I came across Jean François Millet some weeks ago when my DailyArt app sent me The Gleaners, his 1897 masterpiece. I was so impressed by this that I dug a little deeper into the Millet catalogue and found Hunting Birds at Night, also known as Bird’s Nesters. Jean François Millet founded the Barbizon School, which was devoted to “accuracy in its depictions of rural peasant life and realism in landscapes (David’s Art of the Day)”. He was known for @soft lighting, scenes of peasant farmers, and devotion to visual and emotional realism (Ibidem)”. Let’s explore this painting further.

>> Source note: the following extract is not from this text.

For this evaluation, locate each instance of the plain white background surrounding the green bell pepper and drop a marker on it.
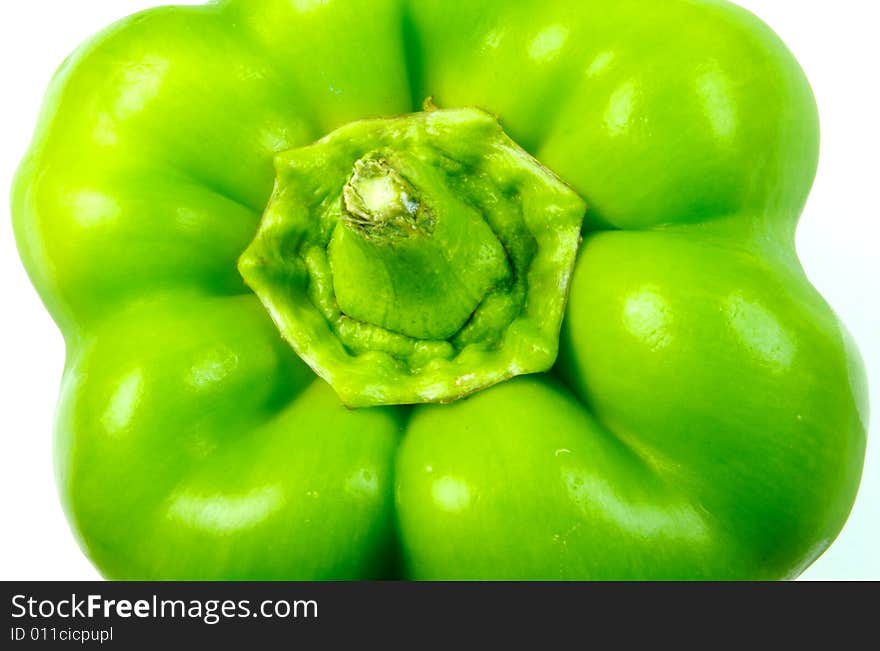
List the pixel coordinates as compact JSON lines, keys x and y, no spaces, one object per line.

This 1874 painting is drawn from scenes from Millet’s childhood. At night, he would go out with members of his household to blind large flocks of pigeons, then club them with big sticks and collect the fallen fowl. This rather barbaric act of violence against poor innocent, but no less irritating, pigeons is depicted quite gracefully.

Many aspects of this painting jump out to me immediately and I’d like to discuss these. Firstly and perhaps chiefly is the use of light here. Light is the central theme of the painting but also of the act depicted in the painting. But look at how dramatic and explosive the lighting is. Observe how beautifully the light dissipates the further you get from its focal point and how well rendered the shadows of the flying fowl are against it. Millet does show us how massive the flock was and how panicked they would be during this barbarous act. David suggests this is done well by rendering the individual birds roughly rather going into infinitesimal detail.

Secondly note how graceless the two people on the floor are. They are desperately snatching at the fallen pigeons before they regain consciousness and perhaps fly away again. I love the immediacy and the hurried strained nature of their poses. I think the urgency the act requires is shown wonderfully.

Overall this painting is an excellent representation of rural life in the late 19th Century. Millet was excellent at this, as can be seen in the Gleaners, above, and will perhaps be explored in further posts. I hope this painting has shed some light in our own unfortunate situation. We should count our blessings that while we are isolated, nobody is waking us with a lamp and bashing us about the head.